Re: Periodic evicting & flushing

Christian Balzer <chibi@xxxxxxx> · Wed, 23 Mar 2016 17:07:08 +0900

Hello,

On Wed, 23 Mar 2016 03:24:33 -0400 Maran wrote:

> Hey,
> 
> Thanks for the prompt response.
> 
> Let me put some inline comments.
>
Those are much more readable if properly indented/quoted by ye olde ">".

> Hello,
> 
> On Tue, 22 Mar 2016 12:28:22 -0400 Maran wrote:
> 
> > Hey guys,
> >
> > I'm trying to wrap my head about the Ceph Cache Tiering to discover if
> > what I want is achievable.
> >
> > My cluster exists of 6 OSD nodes with normal HDD and one cache tier of
> > SSDs.
> >
> One cache tier being what, one node?
> That's a SPOF and disaster waiting to happen.
> Thanks for the heads-up.

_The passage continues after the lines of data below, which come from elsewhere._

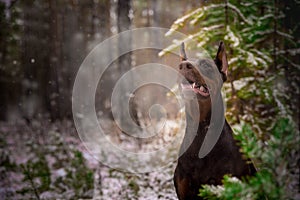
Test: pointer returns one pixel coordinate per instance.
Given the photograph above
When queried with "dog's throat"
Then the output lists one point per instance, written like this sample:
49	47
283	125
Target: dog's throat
194	137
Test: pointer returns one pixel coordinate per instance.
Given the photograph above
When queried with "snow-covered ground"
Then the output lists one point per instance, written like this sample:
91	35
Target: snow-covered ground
20	142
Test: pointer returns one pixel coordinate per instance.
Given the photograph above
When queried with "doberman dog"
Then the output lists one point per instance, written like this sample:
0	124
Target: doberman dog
225	158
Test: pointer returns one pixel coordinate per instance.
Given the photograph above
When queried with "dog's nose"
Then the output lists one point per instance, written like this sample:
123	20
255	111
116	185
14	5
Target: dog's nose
185	66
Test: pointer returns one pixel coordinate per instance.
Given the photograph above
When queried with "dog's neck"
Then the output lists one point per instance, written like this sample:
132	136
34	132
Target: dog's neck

It's just a test cluster at this point and a
> second cache node should be added soon.
>
While you certainly can get away with a replication size of 2 with
reliable and well monitored (SMART, media wearout) SSDs, keep in mind that
all you critical, most updated data will be in the cache and only the
cache.
I got a dual node cache tier but would feel more comfortable if it was a
triple one.

> 
> Also the usual (so we're not comparing apples with oranges), as in what
> types of SSDs, OS, Ceph versions, network, everything.
> SSDs are Samsung MZ7KM120HAFD. Ceph 9.2.1. 10Gbit cluster and a 10Gbit
> public network. HDDs are consumer grade 3TB disks.
>
If that's a test cluster you may as well do an early adoption of Jewel when
it's released.
Those SSDs should be fine, I just don't have any first hand experience
with them.

> 
> > What I would love is that Ceph flushes and evicts data as soon as a
> > file hasn't been requested by a client in a certain timeframe, even if
> > there is enough space to keep it there longer. The reason I would
> > prefer this is that I have a feeling overall performance suffers if
> > new writes are coming into the cache tier while at the same time flush
> > and evicts are happening.
> >
> You will want to read my recent thread titled
> "Cache tier operation clarifications"
> 
> where I asked for something along those lines.
> 
> The best thing you could do right now and which I'm planning to do if
> flushing (evictions should be very light impact wise) turns out to be
> detrimental performance wise is to lower the ratios at low utilization
> times and raise them again for peak times.
> Again, read the thread above.
> I've read your post, quite an interesting read, thanks for sharing your
> findings. One thing that wasn't clear to me is why you would prefer
> setting the ratio instead of forcing it with `rados -p cache
> cache-try-flush-evict-all`. Is there a difference between the two ways
> of flushing/evicting?
> 
I would definitely NOT want to use that command as it does exactly what it
names implies, flush AND evict.
Flushes write dirty data back to the base pool, they can cause a lot of I/O
and data transfer, so I would like to time them accordingly.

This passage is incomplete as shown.